Frédéric, à qui la visite avait été annoncée, exprima poliment à Voltaire lui-même son regret d’avoir à y renoncer. — « Le marquis de Paulmy, écrivit-il, sera reçu comme le fils d’un ministre français que j’estime et comme un nourrisson du Parnasse, accrédité par Apollon même. Je suis bien fâché que le duc de Richelieu ne le conduise pas à Berlin : il a la réputation de réunir mieux qu’homme de France, les talens de l’esprit et de l’érudition aux charmes et à l’illusion de la politique. C’est le modèle le plus avantageux à la nation française que son maître ait pu choisir pour cette ambassade : un homme de tout pays, citoyen de tous les lieux, et qui aura dans tous les siècles les mêmes suffrages que lui accordent la France et l’Europe entière. Je suis accoutumé à me passer de bien des agrémens dans la vie : j’en supporterai plus facilement la privation de la bonne compagnie dont les gazettes nous avaient annoncé la venue[2]. » Et pour comble de bonne grâce, il envoyait lui-même à Dresde, sous prétexte de féliciter Auguste du mariage de sa fille, mais en réalité pour faire en son nom à Richelieu les honneurs de l’Allemagne, un de ses chambellans dont la venue devait lui être particulièrement agréable ; car ce n’était autre que le marquis d’Argens, ce Français émigré, familier de la coterie de Voltaire et de Mme du Châtelet, qui avait dû quitter sa patrie pour avoir exprimé trop hardiment, dans quelques écrits, les sentimens de libre pensée dont, entre le châtelain et les visiteurs de Cirey, on ne s’entretenait encore qu’à demi-voix. Rien de plus aimable assurément que ce soin de faire trouver un Parisien, à plus de deux cents lieues de chez lui, en pays de connaissance. Cette attention délicate n’avait-elle pourtant d’autre but que de lui complaire ? D’Argens, attaché aux pas de Richelieu, n’était-il pas au fond aussi bien chargé de le surveiller que de le complimenter ? .. C’est possible : de la part de Frédéric, amitiés, politesses, tout était suspect, parce que lui-même, l’esprit toujours en éveil, tenait tout le monde en suspicion[3].

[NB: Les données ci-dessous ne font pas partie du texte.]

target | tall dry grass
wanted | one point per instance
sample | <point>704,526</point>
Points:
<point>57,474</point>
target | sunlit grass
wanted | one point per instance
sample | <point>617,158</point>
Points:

  1. Le comte de Loos au comte de Brühl, 9 novembre 1746. (Archives de Dresde.)
  2. Frédéric à Voltaire, 18 décembre 1746. (Correspondance générale.)
  3. Correspondance de Prusse, décembre 1746 et premiers jours de janvier 1747. — (Ministère des affaires étrangères.) — On a lieu d’être surpris que M. Droysen ait pris d’Argens pour un secrétaire de l’ambassade de France, envoyé à Richelieu par Valori.